Temos que ser atentos mesmo às crianças desde cedo e depois no colégio. As crianças que podem vivenciar intimidação, humilhação, dificuldades em poder partilhar as coisas com outras pessoas. Os adultos tem que estar mais atentos com isso. A criança pode se isolar, pode viver traumas muito importantes nesse momento. O professor, o adulto tem que ter uma observação muito fina para poder prevenir situações mais graves. O papel do adulto é muito importante, do educador dos pais dos professores.Porque vão poder de uma maneira de ser muito mais atento à criança que pode sofrer humilhação. Pode desenvolver depois, se ela vive uma violência muito importante, pode revidar, tornar-se um adulto violento. A violência em vez de ser contida, ela tende a se repetir. E a criança tem a repetir o que ela viveu. Por isso temos que ter muitos cuidados com as crianças nas escolas e nos colégios.

A abordagem na França é a mesma, em relação a violência e agressividade?

Houve alguns estudos que foram feitos entre a França e o Brasil. Em 2006, um estudo o que saiu desse estudo é que numa favela da Rocinha do Rio de Janeiro nessa favela há menos dificuldades em termos de agressividade do que em certas escolas na França. Agressividade dentro da escola dos jovens entre si.
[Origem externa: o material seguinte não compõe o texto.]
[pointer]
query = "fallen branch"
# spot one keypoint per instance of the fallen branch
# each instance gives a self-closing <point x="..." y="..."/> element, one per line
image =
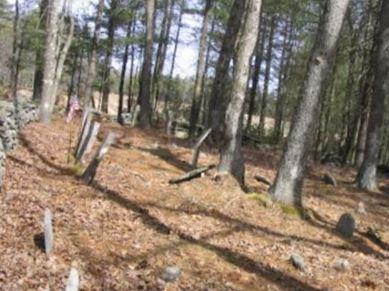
<point x="191" y="175"/>
<point x="263" y="180"/>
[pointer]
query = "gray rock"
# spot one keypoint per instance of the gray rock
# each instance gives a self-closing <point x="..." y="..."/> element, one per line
<point x="329" y="180"/>
<point x="346" y="225"/>
<point x="342" y="265"/>
<point x="171" y="274"/>
<point x="73" y="282"/>
<point x="361" y="208"/>
<point x="297" y="261"/>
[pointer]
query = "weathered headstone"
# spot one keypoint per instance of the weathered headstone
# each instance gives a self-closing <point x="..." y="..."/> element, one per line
<point x="329" y="180"/>
<point x="2" y="164"/>
<point x="196" y="148"/>
<point x="135" y="115"/>
<point x="171" y="274"/>
<point x="48" y="231"/>
<point x="346" y="225"/>
<point x="88" y="142"/>
<point x="73" y="282"/>
<point x="84" y="132"/>
<point x="90" y="171"/>
<point x="126" y="118"/>
<point x="361" y="208"/>
<point x="298" y="261"/>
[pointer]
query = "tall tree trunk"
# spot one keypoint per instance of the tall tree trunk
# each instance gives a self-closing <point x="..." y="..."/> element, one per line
<point x="269" y="54"/>
<point x="53" y="9"/>
<point x="72" y="78"/>
<point x="257" y="69"/>
<point x="39" y="61"/>
<point x="231" y="156"/>
<point x="131" y="77"/>
<point x="204" y="95"/>
<point x="162" y="48"/>
<point x="282" y="78"/>
<point x="108" y="57"/>
<point x="61" y="60"/>
<point x="145" y="113"/>
<point x="123" y="73"/>
<point x="365" y="85"/>
<point x="15" y="51"/>
<point x="196" y="101"/>
<point x="173" y="63"/>
<point x="91" y="75"/>
<point x="289" y="181"/>
<point x="352" y="125"/>
<point x="219" y="93"/>
<point x="367" y="175"/>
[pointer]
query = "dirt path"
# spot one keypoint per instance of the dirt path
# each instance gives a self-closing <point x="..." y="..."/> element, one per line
<point x="123" y="230"/>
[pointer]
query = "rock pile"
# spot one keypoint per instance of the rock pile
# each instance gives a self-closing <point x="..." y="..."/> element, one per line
<point x="14" y="115"/>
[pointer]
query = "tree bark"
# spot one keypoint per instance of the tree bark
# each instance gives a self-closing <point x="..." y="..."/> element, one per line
<point x="53" y="9"/>
<point x="145" y="113"/>
<point x="219" y="92"/>
<point x="61" y="61"/>
<point x="196" y="99"/>
<point x="204" y="95"/>
<point x="39" y="61"/>
<point x="231" y="156"/>
<point x="172" y="66"/>
<point x="269" y="54"/>
<point x="289" y="181"/>
<point x="367" y="175"/>
<point x="162" y="49"/>
<point x="282" y="78"/>
<point x="123" y="73"/>
<point x="260" y="46"/>
<point x="15" y="52"/>
<point x="131" y="77"/>
<point x="108" y="57"/>
<point x="91" y="75"/>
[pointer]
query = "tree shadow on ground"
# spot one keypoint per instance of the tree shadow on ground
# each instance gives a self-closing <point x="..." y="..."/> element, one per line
<point x="235" y="258"/>
<point x="357" y="243"/>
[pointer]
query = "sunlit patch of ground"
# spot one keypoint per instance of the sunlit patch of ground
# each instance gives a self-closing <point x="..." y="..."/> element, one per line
<point x="125" y="228"/>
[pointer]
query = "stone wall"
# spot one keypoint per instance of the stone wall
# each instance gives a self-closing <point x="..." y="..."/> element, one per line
<point x="14" y="115"/>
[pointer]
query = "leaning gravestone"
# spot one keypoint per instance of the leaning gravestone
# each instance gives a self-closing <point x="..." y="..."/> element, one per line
<point x="298" y="261"/>
<point x="346" y="225"/>
<point x="73" y="282"/>
<point x="48" y="231"/>
<point x="329" y="180"/>
<point x="171" y="274"/>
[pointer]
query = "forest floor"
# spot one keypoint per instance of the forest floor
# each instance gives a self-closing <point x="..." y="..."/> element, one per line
<point x="122" y="231"/>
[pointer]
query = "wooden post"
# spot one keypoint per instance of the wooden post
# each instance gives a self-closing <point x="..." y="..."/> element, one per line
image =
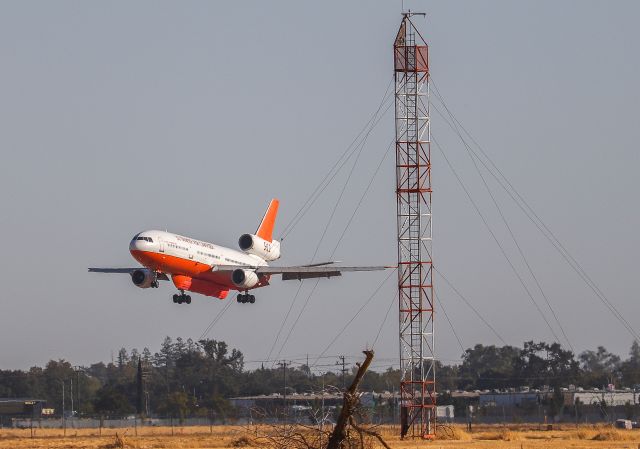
<point x="349" y="404"/>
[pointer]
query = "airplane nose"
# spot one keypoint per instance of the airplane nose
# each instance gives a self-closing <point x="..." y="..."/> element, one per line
<point x="134" y="245"/>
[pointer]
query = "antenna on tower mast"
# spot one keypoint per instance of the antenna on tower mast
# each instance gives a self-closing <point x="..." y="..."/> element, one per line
<point x="415" y="263"/>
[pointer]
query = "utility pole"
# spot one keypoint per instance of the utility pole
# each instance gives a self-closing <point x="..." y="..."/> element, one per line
<point x="284" y="365"/>
<point x="343" y="370"/>
<point x="64" y="424"/>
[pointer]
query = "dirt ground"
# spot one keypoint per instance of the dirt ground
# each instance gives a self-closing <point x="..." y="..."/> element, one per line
<point x="486" y="437"/>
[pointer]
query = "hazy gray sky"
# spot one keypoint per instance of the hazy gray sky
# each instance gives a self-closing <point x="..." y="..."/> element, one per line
<point x="117" y="117"/>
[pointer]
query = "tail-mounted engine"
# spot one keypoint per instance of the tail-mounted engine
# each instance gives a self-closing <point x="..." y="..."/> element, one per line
<point x="252" y="244"/>
<point x="244" y="279"/>
<point x="144" y="278"/>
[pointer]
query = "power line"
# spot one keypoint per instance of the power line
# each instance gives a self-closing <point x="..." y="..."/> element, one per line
<point x="453" y="329"/>
<point x="322" y="186"/>
<point x="215" y="320"/>
<point x="546" y="231"/>
<point x="333" y="211"/>
<point x="470" y="306"/>
<point x="504" y="220"/>
<point x="506" y="256"/>
<point x="354" y="316"/>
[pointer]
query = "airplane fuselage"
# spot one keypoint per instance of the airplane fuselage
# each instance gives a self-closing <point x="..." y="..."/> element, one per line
<point x="191" y="263"/>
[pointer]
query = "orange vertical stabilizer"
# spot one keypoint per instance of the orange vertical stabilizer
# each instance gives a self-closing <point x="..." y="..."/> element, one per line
<point x="265" y="230"/>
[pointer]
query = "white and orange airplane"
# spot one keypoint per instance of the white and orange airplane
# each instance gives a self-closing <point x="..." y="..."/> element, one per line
<point x="212" y="270"/>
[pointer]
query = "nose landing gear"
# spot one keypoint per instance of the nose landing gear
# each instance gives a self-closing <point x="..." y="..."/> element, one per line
<point x="181" y="298"/>
<point x="246" y="298"/>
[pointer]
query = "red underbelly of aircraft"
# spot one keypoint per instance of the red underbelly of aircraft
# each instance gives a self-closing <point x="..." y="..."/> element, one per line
<point x="199" y="286"/>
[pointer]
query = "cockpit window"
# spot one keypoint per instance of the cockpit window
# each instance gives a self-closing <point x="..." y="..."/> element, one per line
<point x="146" y="239"/>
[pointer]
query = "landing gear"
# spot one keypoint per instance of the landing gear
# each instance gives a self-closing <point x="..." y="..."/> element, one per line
<point x="243" y="299"/>
<point x="182" y="298"/>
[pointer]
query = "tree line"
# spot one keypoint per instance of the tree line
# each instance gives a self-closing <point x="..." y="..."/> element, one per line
<point x="197" y="378"/>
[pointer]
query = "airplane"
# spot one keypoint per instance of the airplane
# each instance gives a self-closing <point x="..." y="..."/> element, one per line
<point x="212" y="270"/>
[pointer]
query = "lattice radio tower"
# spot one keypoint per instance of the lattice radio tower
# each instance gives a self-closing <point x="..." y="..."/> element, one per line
<point x="415" y="264"/>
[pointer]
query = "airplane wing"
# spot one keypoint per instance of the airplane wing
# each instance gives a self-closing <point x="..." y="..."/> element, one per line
<point x="300" y="272"/>
<point x="161" y="276"/>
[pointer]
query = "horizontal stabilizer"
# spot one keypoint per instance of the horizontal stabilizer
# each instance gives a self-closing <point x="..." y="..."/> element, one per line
<point x="299" y="272"/>
<point x="160" y="276"/>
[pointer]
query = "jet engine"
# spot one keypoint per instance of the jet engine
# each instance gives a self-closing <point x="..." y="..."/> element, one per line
<point x="244" y="279"/>
<point x="143" y="278"/>
<point x="252" y="244"/>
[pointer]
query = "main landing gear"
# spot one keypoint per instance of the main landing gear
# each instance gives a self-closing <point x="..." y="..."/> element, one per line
<point x="182" y="298"/>
<point x="246" y="298"/>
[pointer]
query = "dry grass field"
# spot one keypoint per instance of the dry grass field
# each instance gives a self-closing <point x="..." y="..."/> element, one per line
<point x="485" y="437"/>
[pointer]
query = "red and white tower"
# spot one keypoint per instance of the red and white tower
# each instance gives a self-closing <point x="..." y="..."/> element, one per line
<point x="415" y="263"/>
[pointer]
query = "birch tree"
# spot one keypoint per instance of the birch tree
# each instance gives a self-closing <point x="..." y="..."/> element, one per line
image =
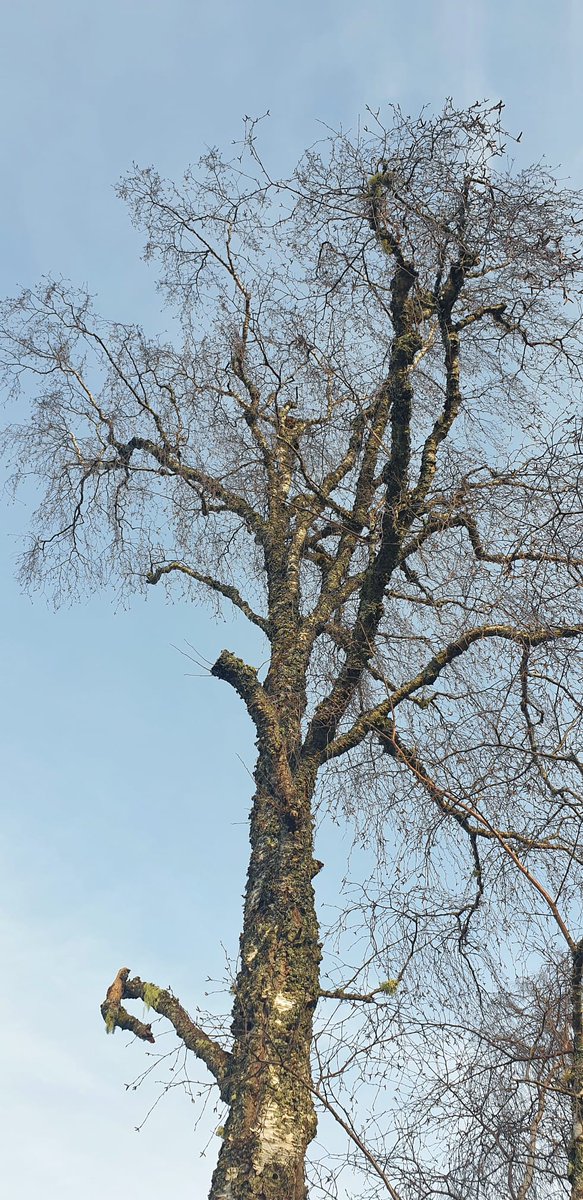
<point x="366" y="438"/>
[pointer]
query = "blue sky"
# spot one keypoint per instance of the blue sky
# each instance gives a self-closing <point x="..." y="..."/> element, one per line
<point x="122" y="837"/>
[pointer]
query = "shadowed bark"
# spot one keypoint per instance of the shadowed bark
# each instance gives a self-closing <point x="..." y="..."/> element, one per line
<point x="367" y="442"/>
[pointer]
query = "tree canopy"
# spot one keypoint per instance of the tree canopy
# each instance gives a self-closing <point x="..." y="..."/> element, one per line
<point x="365" y="436"/>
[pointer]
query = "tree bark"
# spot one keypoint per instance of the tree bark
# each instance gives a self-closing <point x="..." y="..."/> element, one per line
<point x="576" y="1149"/>
<point x="271" y="1114"/>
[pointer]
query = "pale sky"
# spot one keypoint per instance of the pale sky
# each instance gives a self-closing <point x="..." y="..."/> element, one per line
<point x="122" y="838"/>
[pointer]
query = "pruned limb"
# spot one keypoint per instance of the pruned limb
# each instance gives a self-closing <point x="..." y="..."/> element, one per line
<point x="215" y="1059"/>
<point x="224" y="589"/>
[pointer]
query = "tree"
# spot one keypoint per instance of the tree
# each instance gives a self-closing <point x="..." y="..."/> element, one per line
<point x="366" y="439"/>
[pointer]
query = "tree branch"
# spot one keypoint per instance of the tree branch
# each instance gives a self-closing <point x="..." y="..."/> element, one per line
<point x="215" y="1059"/>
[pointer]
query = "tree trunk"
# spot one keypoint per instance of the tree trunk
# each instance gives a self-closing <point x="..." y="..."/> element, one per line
<point x="576" y="1150"/>
<point x="271" y="1115"/>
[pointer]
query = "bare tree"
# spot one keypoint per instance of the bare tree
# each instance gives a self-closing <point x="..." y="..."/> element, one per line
<point x="367" y="439"/>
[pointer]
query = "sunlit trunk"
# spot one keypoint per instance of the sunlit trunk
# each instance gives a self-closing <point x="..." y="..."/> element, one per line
<point x="576" y="1150"/>
<point x="271" y="1116"/>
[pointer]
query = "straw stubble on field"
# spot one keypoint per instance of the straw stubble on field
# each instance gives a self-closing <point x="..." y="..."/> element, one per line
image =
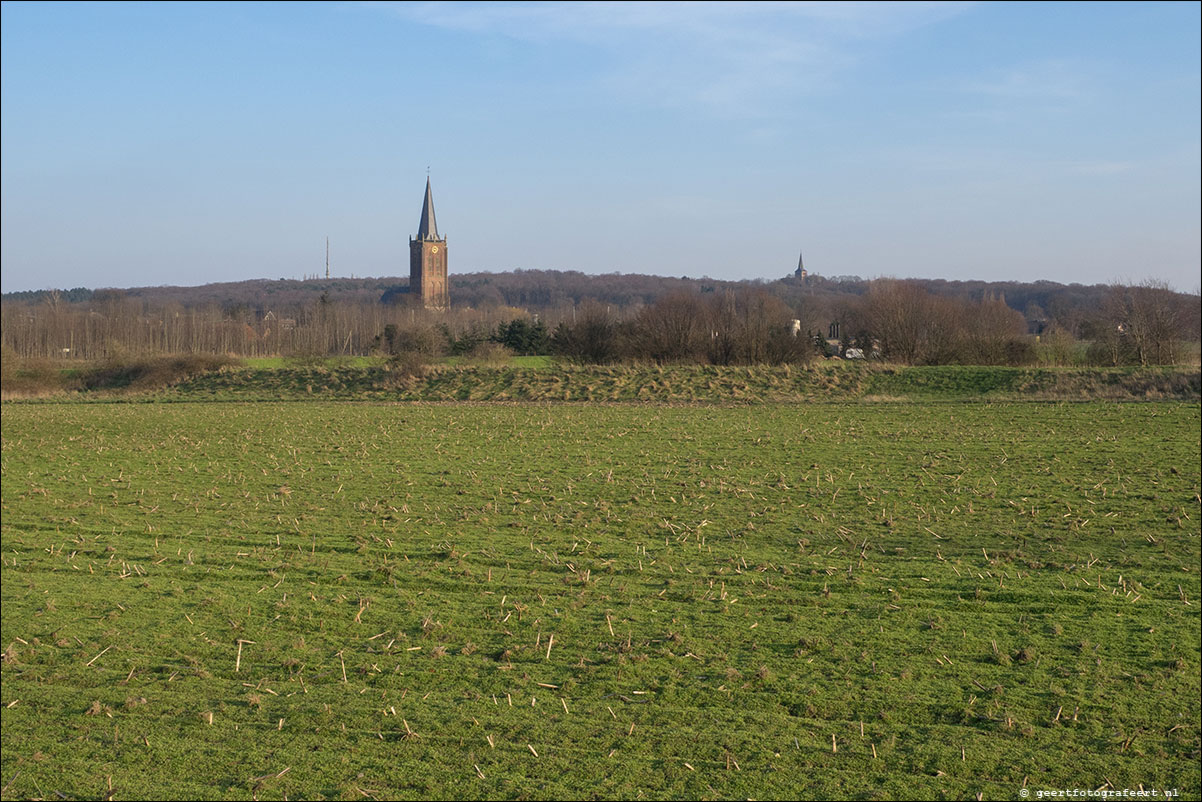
<point x="349" y="600"/>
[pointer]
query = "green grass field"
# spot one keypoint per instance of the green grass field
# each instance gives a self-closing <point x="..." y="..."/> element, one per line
<point x="349" y="600"/>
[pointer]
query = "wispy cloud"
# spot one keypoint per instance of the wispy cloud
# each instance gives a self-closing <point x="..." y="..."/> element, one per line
<point x="738" y="59"/>
<point x="1052" y="81"/>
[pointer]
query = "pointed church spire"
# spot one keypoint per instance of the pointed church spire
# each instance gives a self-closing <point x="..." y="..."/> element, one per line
<point x="428" y="229"/>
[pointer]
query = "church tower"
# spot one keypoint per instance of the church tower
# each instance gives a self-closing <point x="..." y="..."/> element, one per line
<point x="428" y="261"/>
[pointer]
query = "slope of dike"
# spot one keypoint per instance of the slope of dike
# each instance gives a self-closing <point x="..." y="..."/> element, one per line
<point x="685" y="384"/>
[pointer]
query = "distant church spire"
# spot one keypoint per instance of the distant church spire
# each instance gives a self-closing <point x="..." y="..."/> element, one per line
<point x="428" y="229"/>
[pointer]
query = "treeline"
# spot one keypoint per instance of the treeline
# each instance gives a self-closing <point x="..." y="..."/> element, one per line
<point x="658" y="320"/>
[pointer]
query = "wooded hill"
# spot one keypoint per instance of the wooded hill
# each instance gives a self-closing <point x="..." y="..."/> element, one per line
<point x="289" y="316"/>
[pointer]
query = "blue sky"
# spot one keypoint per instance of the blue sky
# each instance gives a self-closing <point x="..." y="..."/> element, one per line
<point x="186" y="143"/>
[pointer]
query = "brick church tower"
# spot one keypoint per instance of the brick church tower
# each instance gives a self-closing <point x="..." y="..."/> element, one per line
<point x="428" y="261"/>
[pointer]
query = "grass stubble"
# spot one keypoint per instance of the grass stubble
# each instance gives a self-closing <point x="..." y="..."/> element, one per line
<point x="379" y="600"/>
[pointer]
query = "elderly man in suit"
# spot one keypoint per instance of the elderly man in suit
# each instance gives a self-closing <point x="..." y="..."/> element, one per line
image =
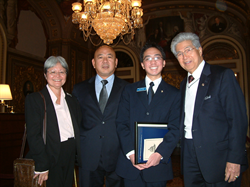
<point x="99" y="98"/>
<point x="135" y="105"/>
<point x="213" y="121"/>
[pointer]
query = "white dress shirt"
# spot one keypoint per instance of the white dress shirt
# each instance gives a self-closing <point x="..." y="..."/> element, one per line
<point x="191" y="90"/>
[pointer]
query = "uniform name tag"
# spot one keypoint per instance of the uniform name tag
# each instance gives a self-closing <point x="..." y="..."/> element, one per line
<point x="141" y="89"/>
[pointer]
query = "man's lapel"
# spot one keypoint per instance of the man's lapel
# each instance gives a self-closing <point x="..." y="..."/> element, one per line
<point x="202" y="88"/>
<point x="141" y="91"/>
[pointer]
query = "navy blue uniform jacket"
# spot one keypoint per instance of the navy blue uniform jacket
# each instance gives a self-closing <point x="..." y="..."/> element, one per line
<point x="164" y="108"/>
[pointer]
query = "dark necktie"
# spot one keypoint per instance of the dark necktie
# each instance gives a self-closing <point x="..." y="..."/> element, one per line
<point x="150" y="92"/>
<point x="103" y="98"/>
<point x="190" y="78"/>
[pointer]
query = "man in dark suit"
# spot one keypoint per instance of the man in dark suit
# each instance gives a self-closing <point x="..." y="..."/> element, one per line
<point x="99" y="141"/>
<point x="135" y="106"/>
<point x="213" y="119"/>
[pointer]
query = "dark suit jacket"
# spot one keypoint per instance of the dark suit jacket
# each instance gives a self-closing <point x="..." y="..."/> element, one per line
<point x="98" y="131"/>
<point x="46" y="156"/>
<point x="219" y="122"/>
<point x="164" y="108"/>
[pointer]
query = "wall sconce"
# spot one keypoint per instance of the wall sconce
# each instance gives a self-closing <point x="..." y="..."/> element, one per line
<point x="5" y="94"/>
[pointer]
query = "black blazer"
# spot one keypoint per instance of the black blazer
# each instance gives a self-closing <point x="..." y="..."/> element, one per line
<point x="219" y="122"/>
<point x="98" y="131"/>
<point x="46" y="156"/>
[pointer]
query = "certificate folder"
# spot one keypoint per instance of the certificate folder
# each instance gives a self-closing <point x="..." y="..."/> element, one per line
<point x="147" y="138"/>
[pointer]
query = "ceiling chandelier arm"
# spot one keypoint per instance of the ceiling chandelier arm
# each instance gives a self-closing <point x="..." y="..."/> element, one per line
<point x="109" y="18"/>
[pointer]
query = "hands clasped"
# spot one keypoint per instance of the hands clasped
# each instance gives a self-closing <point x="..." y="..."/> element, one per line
<point x="153" y="160"/>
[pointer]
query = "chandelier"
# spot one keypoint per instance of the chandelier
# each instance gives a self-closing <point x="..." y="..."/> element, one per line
<point x="109" y="18"/>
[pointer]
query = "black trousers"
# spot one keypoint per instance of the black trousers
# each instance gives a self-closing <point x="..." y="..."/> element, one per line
<point x="191" y="170"/>
<point x="96" y="178"/>
<point x="61" y="175"/>
<point x="140" y="182"/>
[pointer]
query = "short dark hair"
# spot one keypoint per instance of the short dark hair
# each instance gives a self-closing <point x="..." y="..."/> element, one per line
<point x="149" y="45"/>
<point x="53" y="60"/>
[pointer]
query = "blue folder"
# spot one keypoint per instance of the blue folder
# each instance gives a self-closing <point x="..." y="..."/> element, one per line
<point x="146" y="130"/>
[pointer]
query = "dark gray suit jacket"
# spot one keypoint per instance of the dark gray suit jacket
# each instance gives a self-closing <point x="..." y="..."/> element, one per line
<point x="98" y="131"/>
<point x="219" y="122"/>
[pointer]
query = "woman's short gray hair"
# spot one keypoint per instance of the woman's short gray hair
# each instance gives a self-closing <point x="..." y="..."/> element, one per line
<point x="185" y="36"/>
<point x="53" y="60"/>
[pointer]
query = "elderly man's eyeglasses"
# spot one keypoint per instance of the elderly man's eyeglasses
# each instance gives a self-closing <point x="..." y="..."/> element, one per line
<point x="187" y="51"/>
<point x="149" y="59"/>
<point x="53" y="73"/>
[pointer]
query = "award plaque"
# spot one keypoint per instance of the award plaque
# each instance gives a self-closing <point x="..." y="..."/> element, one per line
<point x="147" y="138"/>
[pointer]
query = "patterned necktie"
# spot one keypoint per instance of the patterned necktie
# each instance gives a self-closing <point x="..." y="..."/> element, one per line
<point x="190" y="78"/>
<point x="103" y="98"/>
<point x="150" y="92"/>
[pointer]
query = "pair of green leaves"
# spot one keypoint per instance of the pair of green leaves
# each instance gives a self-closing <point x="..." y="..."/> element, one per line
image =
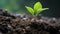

Dentro da favela são protegidos. O estudo é "Violência na Escola: as lições que podemos tirar do Brasil". Neste estudo, 24,6% dos alunos franceses que foram entrevistados dizesseram que receberam agressão no colégio, e no Brasil, na favela da Rocinha apenas 4,8% dos entrevistados sofreram agressão. Ali a própria comunidade paternalista consegue conter a violência e também promove o desenvolvimento da aprendizagem e acha que os alunos tem de aprender e as escolas são feitas para isso.